7. Par ailleurs, en ce qui concerne les mérites respectifs de l'instruction en famille ou de la scolarisation, il n'est pas contesté que la famille pourrait être conduite à déménager de manière fréquente à l'étranger et que l'instruction en famille constitue un facteur de stabilité pour D..., tout en permettant de maintenir par une instruction appropriée le bilinguisme de cet enfant, ce qu'une instruction dans un établissement public ne pourrait garantir, l'administration ne pouvant contraindre, sous prétexte d'obligation scolaire, une famille à exposer des frais importants, par une inscription dans un établissement privé. Enfin, le résultat du bilan psychométrique mentionné au point 6 conduit à privilégier, dans cette appréciation des mérites respectifs de la scolarisation ou de l'instruction en famille, cette dernière solution pour le bien de l'enfant.
8. Il résulte de tout ce qui précède que M. E... est fondé à soutenir que c'est à tort que, par le jugement attaqué, le tribunal administratif de Versailles a rejeté sa demande d'annulation du refus opposé à une demande d'instruction en famille. Par suite, la décision du 31 juillet 2023, qui s'est substituée à celle du 3 juillet 2023, doit être annulée.
Sur les conclusions à fin d'injonction :
9. Dès lors qu'il ressort des pièces du dossier que la directrice académique des services départementaux de l'éducation nationale des Yvelines a fait droit à la demande d'instruction en famille pour l'année 2024/2025, par une décision du 27 mai 2024, il n'y a plus de lieu de statuer sur les conclusions tendant à enjoindre à l'administration de délivrer une telle autorisation.
Sur les frais liés au litige :
10. Il y a lieu, dans les circonstances de l'espèce, de mettre à la charge de l'Etat la somme de 2 000 euros à verser à M. E... au titre de l'article L. 761-1 du code de justice administrative.
D É C I D E :
Article 1er : Le jugement n° 2305817 du tribunal administratif de Versailles du 6 novembre 2023 est annulé.
Article 2 : La décision du recteur de l'académie de Versailles du 31 juillet 2023 est annulée.
Article 3 : Il n'y a plus lieu de statuer sur les conclusions présentées à fin d'injonction.
Article 4 : L'Etat versera à M. E... la somme de 2 000 euros au titre de l'article L. 761-1 du code de justice administrative.
Article 5 : Le surplus des conclusions de la requête est rejeté.
Article 6 : Le présent arrêt sera notifié à M. E... et au ministre de l'éducation nationale et de la jeunesse.
Copie en sera adressée au recteur de l'académie de Versailles.

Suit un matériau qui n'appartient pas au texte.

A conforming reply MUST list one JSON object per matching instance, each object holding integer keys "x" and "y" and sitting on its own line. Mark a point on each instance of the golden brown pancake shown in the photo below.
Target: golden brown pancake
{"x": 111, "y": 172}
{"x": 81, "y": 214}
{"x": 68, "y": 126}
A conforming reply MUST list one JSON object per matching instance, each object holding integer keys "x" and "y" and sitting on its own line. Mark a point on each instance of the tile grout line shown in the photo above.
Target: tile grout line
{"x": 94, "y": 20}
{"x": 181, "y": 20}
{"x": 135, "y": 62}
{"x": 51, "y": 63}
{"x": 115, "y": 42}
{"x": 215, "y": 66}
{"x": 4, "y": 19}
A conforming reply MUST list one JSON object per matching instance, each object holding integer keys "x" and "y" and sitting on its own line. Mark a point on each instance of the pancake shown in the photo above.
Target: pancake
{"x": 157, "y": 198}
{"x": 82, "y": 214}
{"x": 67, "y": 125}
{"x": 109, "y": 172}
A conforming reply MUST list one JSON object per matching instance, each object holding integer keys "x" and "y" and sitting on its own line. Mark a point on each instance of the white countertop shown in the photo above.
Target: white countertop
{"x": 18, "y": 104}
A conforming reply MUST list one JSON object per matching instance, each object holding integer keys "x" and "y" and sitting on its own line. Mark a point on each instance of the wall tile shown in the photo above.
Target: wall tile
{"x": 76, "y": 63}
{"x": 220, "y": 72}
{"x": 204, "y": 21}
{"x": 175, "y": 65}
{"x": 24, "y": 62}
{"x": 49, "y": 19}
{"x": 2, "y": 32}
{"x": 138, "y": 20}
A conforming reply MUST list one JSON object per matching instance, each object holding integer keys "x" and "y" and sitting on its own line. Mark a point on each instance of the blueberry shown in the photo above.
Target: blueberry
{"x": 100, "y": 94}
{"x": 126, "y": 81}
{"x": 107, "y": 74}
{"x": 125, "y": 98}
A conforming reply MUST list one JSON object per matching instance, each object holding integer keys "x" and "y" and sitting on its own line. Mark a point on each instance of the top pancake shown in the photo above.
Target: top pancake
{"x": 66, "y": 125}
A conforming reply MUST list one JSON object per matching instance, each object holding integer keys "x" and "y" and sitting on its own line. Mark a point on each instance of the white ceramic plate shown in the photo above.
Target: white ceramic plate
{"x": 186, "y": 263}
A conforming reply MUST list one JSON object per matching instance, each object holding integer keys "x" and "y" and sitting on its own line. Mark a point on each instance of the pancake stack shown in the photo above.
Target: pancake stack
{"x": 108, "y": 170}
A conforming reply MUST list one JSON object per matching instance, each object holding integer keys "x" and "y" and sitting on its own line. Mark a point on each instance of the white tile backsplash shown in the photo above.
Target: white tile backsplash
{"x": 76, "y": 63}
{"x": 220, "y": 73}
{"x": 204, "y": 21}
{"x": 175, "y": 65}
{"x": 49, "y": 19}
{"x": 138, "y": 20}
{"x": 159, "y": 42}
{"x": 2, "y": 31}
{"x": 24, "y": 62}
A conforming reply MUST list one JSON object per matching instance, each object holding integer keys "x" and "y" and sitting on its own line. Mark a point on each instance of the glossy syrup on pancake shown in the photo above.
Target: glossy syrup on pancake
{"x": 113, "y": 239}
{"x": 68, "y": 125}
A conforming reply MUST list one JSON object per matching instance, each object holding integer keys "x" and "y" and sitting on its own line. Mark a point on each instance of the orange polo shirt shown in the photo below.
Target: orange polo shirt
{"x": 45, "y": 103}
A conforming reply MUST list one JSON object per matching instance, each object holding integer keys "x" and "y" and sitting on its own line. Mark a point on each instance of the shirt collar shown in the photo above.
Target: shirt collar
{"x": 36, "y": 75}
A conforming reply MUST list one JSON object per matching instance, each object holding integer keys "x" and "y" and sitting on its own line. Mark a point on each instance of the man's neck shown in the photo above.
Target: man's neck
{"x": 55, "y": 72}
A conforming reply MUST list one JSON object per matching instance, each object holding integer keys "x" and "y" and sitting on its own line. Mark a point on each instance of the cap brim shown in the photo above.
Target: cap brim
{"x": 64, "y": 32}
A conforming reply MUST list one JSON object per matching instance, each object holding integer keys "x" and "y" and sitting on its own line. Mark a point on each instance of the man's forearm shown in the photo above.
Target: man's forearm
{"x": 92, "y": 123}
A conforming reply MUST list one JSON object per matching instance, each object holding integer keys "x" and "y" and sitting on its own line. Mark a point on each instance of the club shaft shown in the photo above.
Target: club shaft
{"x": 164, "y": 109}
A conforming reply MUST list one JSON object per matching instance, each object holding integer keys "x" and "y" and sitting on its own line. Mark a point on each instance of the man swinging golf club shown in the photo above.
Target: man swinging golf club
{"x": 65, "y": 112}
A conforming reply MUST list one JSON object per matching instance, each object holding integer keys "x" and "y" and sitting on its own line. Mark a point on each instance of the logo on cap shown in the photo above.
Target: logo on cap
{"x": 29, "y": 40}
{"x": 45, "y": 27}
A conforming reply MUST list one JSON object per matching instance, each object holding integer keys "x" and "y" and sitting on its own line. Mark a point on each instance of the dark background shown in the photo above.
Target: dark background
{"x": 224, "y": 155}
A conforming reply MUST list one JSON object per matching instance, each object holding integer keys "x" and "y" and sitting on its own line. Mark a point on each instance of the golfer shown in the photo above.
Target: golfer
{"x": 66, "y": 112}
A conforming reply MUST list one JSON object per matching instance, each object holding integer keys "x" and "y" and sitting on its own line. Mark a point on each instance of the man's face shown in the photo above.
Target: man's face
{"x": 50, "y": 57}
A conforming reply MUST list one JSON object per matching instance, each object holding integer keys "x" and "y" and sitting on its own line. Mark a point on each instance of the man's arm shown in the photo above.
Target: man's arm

Délibéré après l'audience du 21 janvier 2025, à laquelle siégeaient :
M. Etienvre, président de chambre,
M. Pilven, président assesseur,
Mme A..., première conseillere.
Rendu public par mise à disposition au greffe le 12 février 2025
Le rapporteur,
J-E. PilvenLe président,
F. EtienvreLa greffière,
F. Petit-Galland
La République mande et ordonne au ministre de l'éducation nationale et de la jeunesse en ce qui le concerne ou à tous commissaires de justice à ce requis en ce qui concerne les voies de droit commun contre les parties privées, de pourvoir à l'exécution de la présente décision.